Life Cycle of a Threat Hunting Process
The threat hunting process includes several stages, including:
- Preparing baselines – First, make sure you understand your endpoint baseline. For example, are you familiar with which applications are installed on the endpoints? Do you check for policy violations, e.g., do users bypass your local admin restrictions? Then, do the same for your network baseline. For example, what kind of protocols are communicating in the network? Are there inbound communications to your network to or from suspicious ports?
- Developing a clear hypothesis – What exactly does the threat hunter search for? Having a clear hypothesis allows you to answer this question easily. If the hypothesis is not clear, you may end up wasting valuable time. (While there does exist the possibility of conducting a hypothesis-less hunt, mostly hunters will need to be focused on a specific hypothesis to identify evidence of infection.)
- Executing the hunt within a timeframe – Execute the hunt; and retrieve and analyze results using any relevant data (live or historic). Hunts shouldn’t take forever. Set a timeframe for each hunt and remember to quit the hunt if there is no evidence of infection.
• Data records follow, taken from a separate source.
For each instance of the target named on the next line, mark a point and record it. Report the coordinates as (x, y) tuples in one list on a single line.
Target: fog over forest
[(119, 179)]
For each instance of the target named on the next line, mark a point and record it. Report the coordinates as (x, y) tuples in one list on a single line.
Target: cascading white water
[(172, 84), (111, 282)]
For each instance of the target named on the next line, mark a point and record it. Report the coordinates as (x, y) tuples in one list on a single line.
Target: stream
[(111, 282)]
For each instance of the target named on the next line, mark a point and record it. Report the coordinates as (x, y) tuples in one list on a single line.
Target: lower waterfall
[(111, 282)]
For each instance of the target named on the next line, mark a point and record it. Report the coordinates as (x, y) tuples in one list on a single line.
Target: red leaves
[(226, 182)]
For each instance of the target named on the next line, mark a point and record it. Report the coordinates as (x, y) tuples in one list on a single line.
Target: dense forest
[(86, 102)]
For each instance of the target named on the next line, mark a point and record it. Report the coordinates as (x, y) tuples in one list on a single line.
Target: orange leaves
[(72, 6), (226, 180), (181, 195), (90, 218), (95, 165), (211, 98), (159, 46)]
This might be challenging, but remember – you are looking for evidence based on a hypothesis that might not be true.
- Validation of results – Validate the identified events to determine and separate false positive detections from data that matches the hypothesis.
- Receiving feedback & repeating hunts – Enhance the efficiency of future hunts and improve hunting procedures. Some hunts can be transformed into detection rules; others cannot. It is important to repeat hunts periodically using either automated or manual processes, and by leveraging detection rules.
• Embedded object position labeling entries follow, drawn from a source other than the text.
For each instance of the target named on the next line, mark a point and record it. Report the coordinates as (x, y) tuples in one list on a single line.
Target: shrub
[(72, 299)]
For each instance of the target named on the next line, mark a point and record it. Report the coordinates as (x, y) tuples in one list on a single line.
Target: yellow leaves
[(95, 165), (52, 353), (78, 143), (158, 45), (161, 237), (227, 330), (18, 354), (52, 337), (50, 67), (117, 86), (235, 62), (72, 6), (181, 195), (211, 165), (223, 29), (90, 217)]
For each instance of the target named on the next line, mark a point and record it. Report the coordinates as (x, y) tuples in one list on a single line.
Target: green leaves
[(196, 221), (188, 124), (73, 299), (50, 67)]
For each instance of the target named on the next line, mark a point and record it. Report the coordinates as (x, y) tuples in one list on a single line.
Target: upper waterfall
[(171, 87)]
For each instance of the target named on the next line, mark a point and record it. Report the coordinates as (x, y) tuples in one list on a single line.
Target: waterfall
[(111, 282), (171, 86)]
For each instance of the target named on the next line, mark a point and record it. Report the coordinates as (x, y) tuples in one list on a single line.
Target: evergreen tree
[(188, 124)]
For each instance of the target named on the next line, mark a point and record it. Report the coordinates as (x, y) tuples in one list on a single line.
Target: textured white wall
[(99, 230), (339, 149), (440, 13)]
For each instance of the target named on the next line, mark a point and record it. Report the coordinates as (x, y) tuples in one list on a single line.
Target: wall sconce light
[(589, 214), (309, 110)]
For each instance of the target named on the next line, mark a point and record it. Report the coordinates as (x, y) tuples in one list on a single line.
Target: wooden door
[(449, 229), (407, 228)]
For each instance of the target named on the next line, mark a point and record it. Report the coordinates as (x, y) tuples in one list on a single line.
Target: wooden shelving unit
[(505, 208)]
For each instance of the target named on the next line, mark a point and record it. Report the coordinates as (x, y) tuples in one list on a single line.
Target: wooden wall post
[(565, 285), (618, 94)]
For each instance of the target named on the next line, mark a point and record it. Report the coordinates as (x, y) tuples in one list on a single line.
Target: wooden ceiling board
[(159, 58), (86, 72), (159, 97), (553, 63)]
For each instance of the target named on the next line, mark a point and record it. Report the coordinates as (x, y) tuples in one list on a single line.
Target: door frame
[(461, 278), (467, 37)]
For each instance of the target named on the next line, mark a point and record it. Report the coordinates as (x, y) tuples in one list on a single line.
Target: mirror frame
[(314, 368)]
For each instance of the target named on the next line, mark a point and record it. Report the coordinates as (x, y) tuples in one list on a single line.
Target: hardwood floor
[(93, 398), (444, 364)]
Building a Threat Hunting Capability for Your Enterprise
Most cyber hunting activities must be performed by skilled hunters who have the relevant expertise, as this is an approach that combines an in-depth understanding of security tools, analytics, and threat intelligence – with human analytical skills and strong technical instincts. (The exception is IOC hunting, which is the only type of threat hunting that does not require extensive technical knowledge.)
Threat hunters need extensive knowledge of baselining networking and operating system internals because they need to “deep dive” into many areas within the environment and investigate operating system (OS) artifacts. Hunters also need forensics skills – as they must understand attack flows and identify the relevant compromise footprints indicating infection.
Some security leaders settle for allocating cyber hunting activities to senior security analysts as a side activity – rather than having a dedicated threat hunting team. This severely impacts the quality of what threat hunting can provide. True threat hunting capabilities require a significant investment of time and effort in both threat hunting preparations and their execution.
Threat hunting services can be developed in-house – or an enterprise can work with a consultant who provides advanced Managed Detection & Response (MDR) security services and has broad expertise in threat hunting. The advantage of an in-house team is that they know your system well, while the advantage of consultants is that they bring to the table their experience and a broader perspective. Either way, what is key is having a dedicated threat hunting team. An advanced Managed Security Services Provider (MSSP) like CyberProof can help ensure you are set up appropriately and have the necessary threat hunting capabilities to keep your organization safe.